Method	Strengths	Weaknesses
Conventional method	Moderate efficiency rise Technology proven (on steam Rankine cycles)	Adding component(s) Complex layout High TIT Large pressure drop
Combined cycle	⊠ Good waste heat recovery ⊠ Large efficiency rise ⊠ Combined cold and power cogeneration	⊠ Additional components ⊠ Capital cost increase ⊠ Complex layout ⊠ Wet cooling needed
CO${}_2$ mixture	Low efficiency rise Cost-effective Applicable to hot-arid environments	Thermal stability of additives Control of additives Chemical reaction with materials

.

The conventional method provides a moderate enhancement to the sCO${}_2$ cycle. A promising power cycle always comes at the cost of high cycle complexity. More components and complex control strategies would make off-design operations less flexible than the recuperated layout of the sCO${}_2$ cycle. It was found that the recompression sCO${}_2$ cycle is able to yield a high efficiency while still retaining simplicity.

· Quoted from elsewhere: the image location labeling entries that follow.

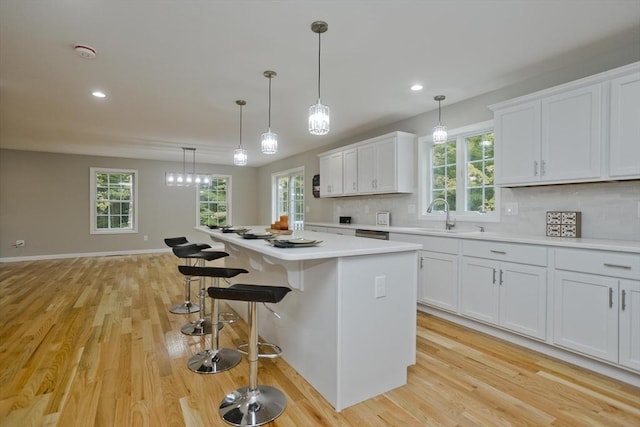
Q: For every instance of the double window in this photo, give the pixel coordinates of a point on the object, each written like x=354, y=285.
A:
x=288, y=196
x=214, y=201
x=460, y=171
x=114, y=200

The combined cycle could largely improve the sCO${}_2$ cycle by recovering waste heat from the cooler. At least four more components are required, which increases the capital cost by about 5% [2,23]. The challenging task of this approach is the condensation of the working fluid in the bottoming cycle. Wet cooling or a low-temperature heat sink is mandatory, especially for the tCO${}_2$ bottoming cycle. If the terrestrial ambient temperature is too high or if dry cooling is employed, it is difficult or even impossible to cool the working fluid sufficiently.

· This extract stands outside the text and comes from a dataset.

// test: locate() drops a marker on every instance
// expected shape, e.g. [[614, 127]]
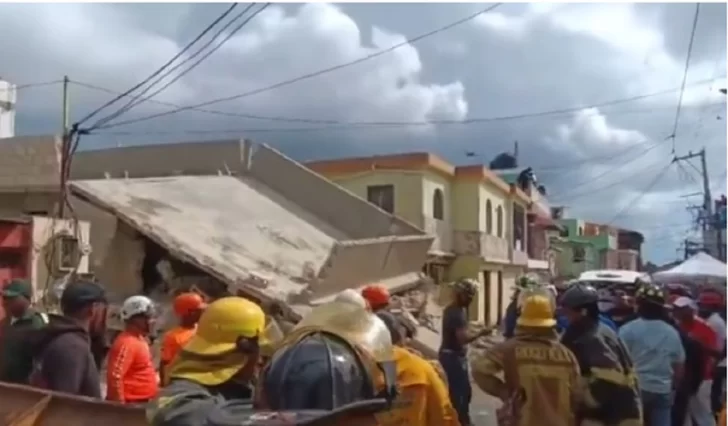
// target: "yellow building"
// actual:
[[479, 221]]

The CO${}_2$ mixture method increases the thermal efficiency of the sCO${}_2$ cycle in an economical way. The adjustment of the critical temperature and pressure of the working fluid broadens the applicability of the sCO${}_2$ cycle for a variety of possible heat sinks. The selection of additives plays a crucial role in cycle performance, heat transfer, thermal stability, control, and chemical stability.

6. Conclusions

This paper surveys the available methods of enhanced sCO${}_2$ cycles and uses thermodynamics to gain insight into the effects of cycle modification. These approaches were classified into three categories by type and characteristic: the conventional method, CO${}_2$ mixture, and combined cycle. The comparison of each method was based on the values declared in the original papers, which were investigated under very different operating conditions. An intuitive overview of the performance enhancement is provided for the sCO${}_2$ cycle. In addition, the strengths and limitations of each method are discussed.

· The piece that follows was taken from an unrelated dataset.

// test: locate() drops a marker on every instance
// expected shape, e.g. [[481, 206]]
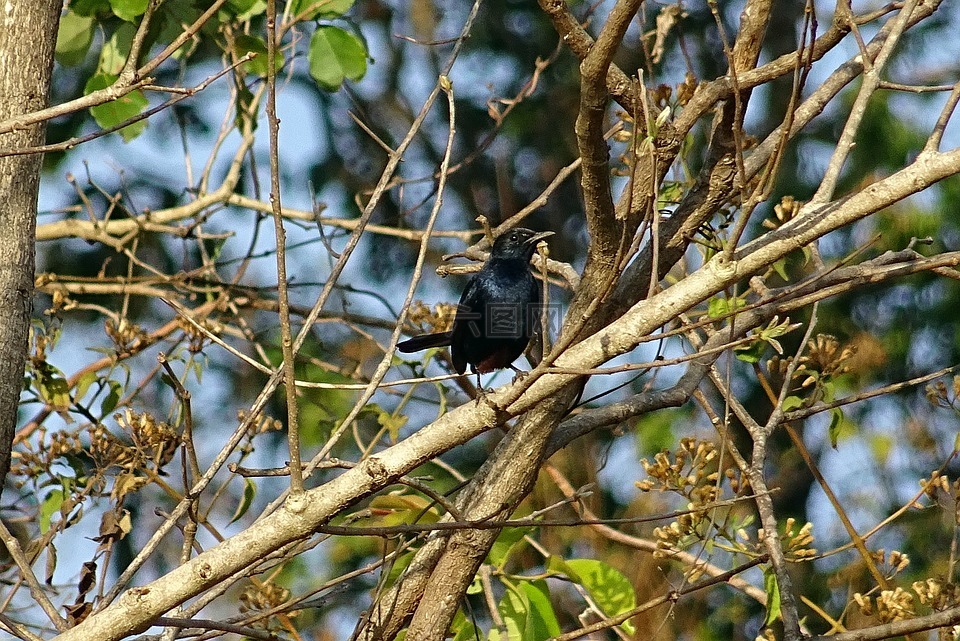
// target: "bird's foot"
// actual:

In general, the conventional method shows moderate efficiency improvements. Adding a bottoming cycle is a promising option that can significantly improve efficiency. The drawbacks are the requirement of a year-round supply of cold cooling water and about a 5% increase in the capital cost. The modification of the thermal–physical properties of CO${}_2$ is an economical way to change cycle performance. The higher the ambient temperature, the more obvious the advantages of the method of critical point shifting. Thermal stability and the property database are crucial factors for gas mixture selections. Combining the potential methods is a better choice. Further steps toward a comparison of the three methods under the same operating conditions should be conducted.